With no previous political experience, he ran for the governorship of Querétaro in 1997. In a surprising victory he defeated Fernando Ortiz Arana of the Institutional Revolutionary Party (PRI). He approved the construction of the new international airport, which began in 2002 and was inaugurated in 2004 by his successor. During his term, he accomplished the construction of the International Airport of Querétaro, The Ecocentro Expositor, The Cultural Center Gómez Morín, and the Hospital del Niño y la Mujer, among others. Querétaro also improved in different veins such as tourism, employment, security, Economic Development and less corruption.

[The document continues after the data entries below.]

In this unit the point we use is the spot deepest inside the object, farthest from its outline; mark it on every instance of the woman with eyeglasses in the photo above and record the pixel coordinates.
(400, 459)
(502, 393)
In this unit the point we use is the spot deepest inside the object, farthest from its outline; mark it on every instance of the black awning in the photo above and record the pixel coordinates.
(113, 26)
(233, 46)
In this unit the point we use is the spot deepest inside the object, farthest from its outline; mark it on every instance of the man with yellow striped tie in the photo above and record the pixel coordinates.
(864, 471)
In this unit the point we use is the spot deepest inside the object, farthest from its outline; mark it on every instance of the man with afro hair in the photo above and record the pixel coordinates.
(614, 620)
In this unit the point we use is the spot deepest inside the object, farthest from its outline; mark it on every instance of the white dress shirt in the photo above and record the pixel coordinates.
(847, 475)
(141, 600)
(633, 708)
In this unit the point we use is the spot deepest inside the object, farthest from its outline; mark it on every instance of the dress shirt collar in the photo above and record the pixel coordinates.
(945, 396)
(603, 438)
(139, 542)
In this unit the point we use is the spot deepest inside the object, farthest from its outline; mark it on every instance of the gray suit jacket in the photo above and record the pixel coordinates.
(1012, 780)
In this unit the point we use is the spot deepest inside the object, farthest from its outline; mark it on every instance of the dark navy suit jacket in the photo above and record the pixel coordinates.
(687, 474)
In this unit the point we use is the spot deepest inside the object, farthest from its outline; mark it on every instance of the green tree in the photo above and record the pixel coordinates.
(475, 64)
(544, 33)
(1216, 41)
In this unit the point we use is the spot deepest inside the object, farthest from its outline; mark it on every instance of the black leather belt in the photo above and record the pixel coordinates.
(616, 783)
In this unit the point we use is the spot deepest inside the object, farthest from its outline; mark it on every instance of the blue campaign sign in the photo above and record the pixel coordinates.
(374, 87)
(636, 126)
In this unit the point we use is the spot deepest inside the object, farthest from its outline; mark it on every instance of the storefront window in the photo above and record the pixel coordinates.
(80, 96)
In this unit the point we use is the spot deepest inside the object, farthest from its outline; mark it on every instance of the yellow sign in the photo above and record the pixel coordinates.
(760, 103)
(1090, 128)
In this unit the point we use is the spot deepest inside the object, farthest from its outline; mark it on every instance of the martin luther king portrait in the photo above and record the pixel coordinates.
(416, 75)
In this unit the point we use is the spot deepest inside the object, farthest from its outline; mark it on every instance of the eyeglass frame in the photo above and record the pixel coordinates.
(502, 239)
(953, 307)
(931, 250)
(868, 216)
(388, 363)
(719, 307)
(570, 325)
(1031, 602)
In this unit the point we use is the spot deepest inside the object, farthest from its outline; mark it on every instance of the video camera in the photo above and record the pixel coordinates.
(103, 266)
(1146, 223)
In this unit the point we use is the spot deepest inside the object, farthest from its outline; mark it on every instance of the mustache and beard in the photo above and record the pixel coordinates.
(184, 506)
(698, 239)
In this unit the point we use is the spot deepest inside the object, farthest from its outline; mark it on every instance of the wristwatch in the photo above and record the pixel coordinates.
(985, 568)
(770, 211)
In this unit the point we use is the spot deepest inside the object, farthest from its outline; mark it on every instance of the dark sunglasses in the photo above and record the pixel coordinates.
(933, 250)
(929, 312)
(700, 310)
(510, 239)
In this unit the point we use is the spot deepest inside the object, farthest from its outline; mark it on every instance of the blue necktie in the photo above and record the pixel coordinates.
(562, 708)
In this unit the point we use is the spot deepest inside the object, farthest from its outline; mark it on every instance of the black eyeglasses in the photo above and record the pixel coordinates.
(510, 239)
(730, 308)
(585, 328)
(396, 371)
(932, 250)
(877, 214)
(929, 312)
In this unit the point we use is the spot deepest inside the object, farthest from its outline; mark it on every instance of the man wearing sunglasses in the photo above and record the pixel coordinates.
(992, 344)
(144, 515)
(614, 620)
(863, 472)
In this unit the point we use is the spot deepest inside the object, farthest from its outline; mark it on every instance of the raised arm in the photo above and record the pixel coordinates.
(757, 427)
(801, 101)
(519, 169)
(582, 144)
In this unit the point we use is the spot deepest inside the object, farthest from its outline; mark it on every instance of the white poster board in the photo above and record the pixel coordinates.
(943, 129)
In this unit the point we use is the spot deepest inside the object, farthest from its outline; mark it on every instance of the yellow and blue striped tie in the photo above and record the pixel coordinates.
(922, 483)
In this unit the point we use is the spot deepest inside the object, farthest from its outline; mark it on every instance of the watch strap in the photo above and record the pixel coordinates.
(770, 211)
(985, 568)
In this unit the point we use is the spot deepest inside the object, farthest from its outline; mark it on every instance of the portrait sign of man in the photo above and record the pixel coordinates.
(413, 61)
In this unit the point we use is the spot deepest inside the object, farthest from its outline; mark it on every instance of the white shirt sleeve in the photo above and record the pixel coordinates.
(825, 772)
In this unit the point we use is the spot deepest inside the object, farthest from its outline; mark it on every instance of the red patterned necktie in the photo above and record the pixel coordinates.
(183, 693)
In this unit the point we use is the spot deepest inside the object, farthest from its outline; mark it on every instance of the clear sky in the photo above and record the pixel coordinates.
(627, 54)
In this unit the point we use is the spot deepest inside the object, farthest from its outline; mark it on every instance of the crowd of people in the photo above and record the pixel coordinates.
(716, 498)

In 2001, when the political group denominated "zapatistas" organized a march through several sections of the country until they reached the Mexican capital, Loyola confronted subcommander Marcos, making notice of whether or not the EZLN was worthy of being called an army.

- Advisor to the SCT, prepared studies for the high-speed train project from Mexico City to Guadalajara
- He served as Federal Attorney of Environmental Protection under President Felipe Calderón from December 2006 to January 2008.
- Elected to the Chamber of Deputies for Querétaro's third district in 2021.